Most jazz fans are well aware of ‘free jazz’, which has, over the years, become quite common, but on “The Stone House”, Mark Wingfield and Markus Reuter bring something a little less frequented, free fusion. There is some precedent for the idea of free jazz rock/fusion to be found in some albums by Sonny Sharrock, Miles’ live Fillmore sessions, early Lifetime with Tony Williams, Larry Young and McLaughlin, as well as in-between-song jam sessions by fusion influenced rockers King Crimson. Still, such improvs are rare, simply because free fusion can be a risky endeavor. Whereas the free jazz musician is welcome to ignore a regular beat or any melodic content, the free fusion musician has a narrower tightrope to walk as most fusion fans expect some kind of groove, as well as some recognizable solo licks and melodies. To this end, much of “Stone House” is a total success as Mark, Marcus and crew come up with jams that are imaginative and free-wheeling, yet often very musical and a real rockin kick to listen to. At their very best, the two guitarists become a dream team of soaring psychedelic fret work, along the lines of what it would have sounded like if Pete Cosey could have teamed up with Robert Fripp. In between the more magical moments, there is the sort of searching that one could expect from a free improvisation like this, but usually it doesn’t take this crew too long to find what they are looking for. It also sounds like there was a certain amount of post jam editing to single out the best moments, but I may be wrong on that.
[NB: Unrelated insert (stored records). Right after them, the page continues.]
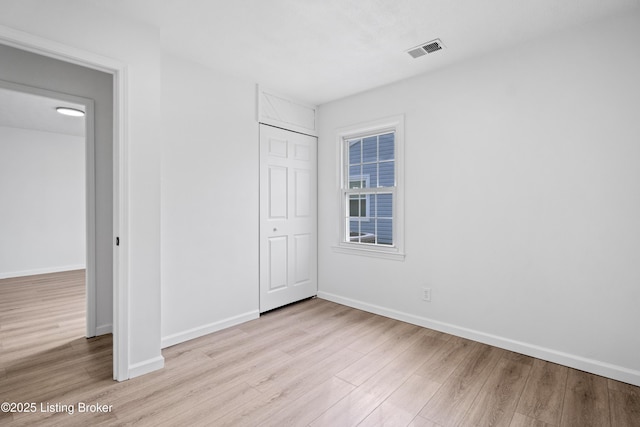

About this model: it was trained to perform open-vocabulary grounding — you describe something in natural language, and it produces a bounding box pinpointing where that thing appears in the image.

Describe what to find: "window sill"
[331,243,405,261]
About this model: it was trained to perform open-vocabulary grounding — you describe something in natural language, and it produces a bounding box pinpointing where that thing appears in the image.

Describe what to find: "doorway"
[0,81,97,337]
[0,36,129,381]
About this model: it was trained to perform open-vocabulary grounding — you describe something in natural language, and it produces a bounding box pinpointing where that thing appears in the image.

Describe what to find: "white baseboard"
[318,292,640,386]
[0,264,86,279]
[161,310,260,348]
[96,323,113,337]
[129,356,164,379]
Opening track “Rush” contains some of the hottest moments, after the band discards a couple of grooves that don’t click. Once they find the right one, they are off for some very exciting psychedelic screaming fusion guitar work, backed by nimble syncopated rhythms from drummer Asaf Sirkis and bassist Yaron Stavi. The following track plods a bit on a generic rock beat, but number 3, “Silver”, picks up the pace and finds the two guitarists intertwining on some very Frippian intersecting guitar lines. “Fjords de Catalunya” is floating ambient sounds that work really well. Track 5, “Tarasque”, has the band in search mode, followed by some frantic moments, seems the band loses some cohesion on this one. They end the CD strong with “Bona Nit Senor Rovira”, which opens with some intense rocking, followed by more blissful melodic ambience.
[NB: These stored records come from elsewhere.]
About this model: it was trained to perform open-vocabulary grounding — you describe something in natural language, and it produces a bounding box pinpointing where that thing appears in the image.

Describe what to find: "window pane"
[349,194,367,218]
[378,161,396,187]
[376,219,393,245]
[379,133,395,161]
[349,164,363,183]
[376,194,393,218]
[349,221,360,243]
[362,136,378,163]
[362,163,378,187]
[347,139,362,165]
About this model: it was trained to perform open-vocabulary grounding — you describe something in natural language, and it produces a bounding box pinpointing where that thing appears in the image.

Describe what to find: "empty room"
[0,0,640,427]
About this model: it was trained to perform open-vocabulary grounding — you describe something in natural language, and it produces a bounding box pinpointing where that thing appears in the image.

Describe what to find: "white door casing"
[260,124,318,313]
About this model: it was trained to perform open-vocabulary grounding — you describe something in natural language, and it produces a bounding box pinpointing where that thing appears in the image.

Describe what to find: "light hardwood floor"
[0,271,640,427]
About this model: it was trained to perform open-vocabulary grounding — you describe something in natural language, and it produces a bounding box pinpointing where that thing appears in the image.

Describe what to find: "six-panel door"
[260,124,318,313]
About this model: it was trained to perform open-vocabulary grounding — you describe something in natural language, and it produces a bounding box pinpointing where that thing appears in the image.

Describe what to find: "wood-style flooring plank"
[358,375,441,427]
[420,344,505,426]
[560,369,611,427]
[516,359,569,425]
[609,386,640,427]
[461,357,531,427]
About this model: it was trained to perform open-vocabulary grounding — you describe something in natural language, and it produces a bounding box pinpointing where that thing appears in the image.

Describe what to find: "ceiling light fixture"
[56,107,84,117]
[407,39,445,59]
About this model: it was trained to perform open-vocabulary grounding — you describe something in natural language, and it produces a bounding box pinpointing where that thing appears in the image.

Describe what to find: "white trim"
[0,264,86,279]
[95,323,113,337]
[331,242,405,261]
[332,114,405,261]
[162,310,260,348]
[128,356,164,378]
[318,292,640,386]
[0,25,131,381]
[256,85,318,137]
There are some really great extended moments on “The Stonehouse”, some of the guitar work is far more imaginative than your average fusion jam, but the listener may also find some moments that find the band in search mode, which is to be expected from a session like this. Overall, a much better CD than I would have expected given the premise it is based on.

Members reviews

kev rowland
This is one of those real rarities in modern music, an album that was recorded live in the studio with no overdubs and completely improvised, with no rehearsals or agreement beforehand as to where the direction was going to take them. Mark Wingfield (Jane Chapman; solo artist, and one half of the long-running guitar duo, with acoustic maestro, Kevin Kastning) on guitar, and Germany's Markus Reuter (Stick Men; The Crimson ProjeKct; Centrozoon) on touch guitar, they take the limits of their instruments and then just keep going. There are times when it is hard to realise that the sounds are coming from guitars as they are taken into brand new areas of tonal adventures.

On this journey they are accompanied by bassist Yaron Stavi (David Gilmour, Phil Manzanera, Robert Wyatt, Richard Galliano) and drummer Asaf Sirkis (Tim Garland, Mark Wingfield, Nicolas Meier), and of all four musicians it was to Asaf that I found my concentartion drawn most frequently. His deft touch on cymbals, and his use of different drums and approaches, often turned the soundscapes of Mark and Markus into the background for him to play against. Yaron keeps the overall sound warm and comforting, removing the sterility that is coming from the guitars.

Fully impovised music is rarely as compelling or interesting as this, as the quartet don’t feel the need to be flashy all the time but often just play and hold notes so that the tune can easily reach a logical conclusion. It is more New Age than jazz, more Brian Eno than John McLaughlin, although there are some feelings of fusion in what they do. This is yet another incredibly important release from Moonjune and Leo, and I look forward to their next endeavours with great interest.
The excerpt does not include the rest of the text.